The next day, two Chilean army helicopters (with Nando aboard one to guide them) made it to the crash site. The 14 survivors at the fuselage were rescued — their lives saved because of the dangerous and unprecedented trek Nando and Roberto had taken. All of the survivors were diagnosed with serious medical conditions, including altitude sickness, dehydration, frostbite, broken bones, scurvy, and malnutrition. They were as thin as waifs. Nando had lost 90 lbs and the rest were no better off. But they were alive. They had what’s most important: a second chance at life.
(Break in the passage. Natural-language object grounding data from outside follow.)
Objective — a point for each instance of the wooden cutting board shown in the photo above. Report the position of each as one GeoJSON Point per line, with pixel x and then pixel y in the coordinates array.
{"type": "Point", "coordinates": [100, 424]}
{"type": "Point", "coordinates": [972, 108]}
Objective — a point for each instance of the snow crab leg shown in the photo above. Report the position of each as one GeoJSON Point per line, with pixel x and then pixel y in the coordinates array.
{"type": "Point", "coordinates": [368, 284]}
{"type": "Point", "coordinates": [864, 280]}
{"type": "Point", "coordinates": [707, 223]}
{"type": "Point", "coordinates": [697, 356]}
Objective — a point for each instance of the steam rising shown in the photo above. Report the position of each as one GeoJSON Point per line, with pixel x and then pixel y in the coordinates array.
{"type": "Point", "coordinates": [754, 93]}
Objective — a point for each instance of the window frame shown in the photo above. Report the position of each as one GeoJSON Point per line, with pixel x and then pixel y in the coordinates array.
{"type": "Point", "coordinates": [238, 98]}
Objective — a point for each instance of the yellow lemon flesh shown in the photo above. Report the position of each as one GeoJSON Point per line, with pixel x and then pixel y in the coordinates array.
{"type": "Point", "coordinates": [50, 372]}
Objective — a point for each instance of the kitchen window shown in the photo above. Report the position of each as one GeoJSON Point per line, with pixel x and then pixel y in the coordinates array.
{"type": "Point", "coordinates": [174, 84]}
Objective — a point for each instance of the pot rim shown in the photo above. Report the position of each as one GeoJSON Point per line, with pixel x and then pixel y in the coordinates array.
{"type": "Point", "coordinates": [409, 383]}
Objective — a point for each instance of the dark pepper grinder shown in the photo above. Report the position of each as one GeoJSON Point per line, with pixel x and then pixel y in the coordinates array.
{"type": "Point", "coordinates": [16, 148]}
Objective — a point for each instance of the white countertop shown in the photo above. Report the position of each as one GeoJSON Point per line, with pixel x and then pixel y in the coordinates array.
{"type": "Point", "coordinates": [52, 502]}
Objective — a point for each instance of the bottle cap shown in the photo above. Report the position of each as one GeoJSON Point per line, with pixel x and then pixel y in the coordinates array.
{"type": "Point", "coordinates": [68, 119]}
When Nando was guiding the rescuers on the army helicopters, something notable happened. As they flew deeper and higher into the cordillera, the pilots questioned if Nando was correct with his directions. They did not believe that he and Roberto could have trekked through such a treacherous landscape.
More than three decades later, in 2005, an elite mountaineer, Ricardo Peña, led a three-member National Geographic sponsored expedition to retrace the journey Nando and Roberto had taken (all of the distances and elevation points cited here were documented by Peña’s expedition). They were all experienced mountaineers and had the gear, food, and safety supplies of a modern mountaineering expedition. Plus they were healthy. Nando and Roberto were not healthy during their expedition, considering that they started out two months after the plane crash and their bodies had been ravaged by brutal conditions over that period. What’s more, Peña’s expedition had the peace of mind of knowing where they were and the certainty of their destination. Nando and Roberto had no such luxury. They had to live with the fear of trekking into the unknown. Still, Peña’s team found the journey very challenging. He has written about it here.
I have had the privilege of corresponding with Nando Parrado a couple of times. I recently asked him about the harrowing trek he and Roberto had taken. It occurred to me that they should be considered two of the all-time greatest mountaineers for what they achieved on their courageous expedition to rescue themselves and their friends. Yet, after seeing several films and reading many articles and books about the Andes plane disaster, I have never noticed them referred to in this way. I asked Nando if any mountaineering organizations or mountaineering publications had recognized his and Roberto’s mountaineering feat. As I suspected, none have. I’m sure that Nando and Roberto are not seeking to be honoured as great mountaineers but they certainly deserve it.
In reading Nando Parrado's book, Miracle In The Andes, I was intrigued to learn about his philosophical and spiritual insights during the ordeal, what he has achieved in the decades since, and his overall perspective on what’s meaningful in life. I may write more on those aspects at another time. Roberto Canessa has also had an extraordinary life since the events of 1972. He became a master pediatric cardiologist who has helped save many children's lives. I recommend reading both Nando’s book and Roberto’s book.
I salute Nando Parrado and Roberto Canessa as two heroes who not only saved fourteen friends but who have also inspired thousands of people to live their lives more fully. And I shouldn’t forget to mention again, despite a lack of official recognition, they are also two of the greatest mountaineers ever.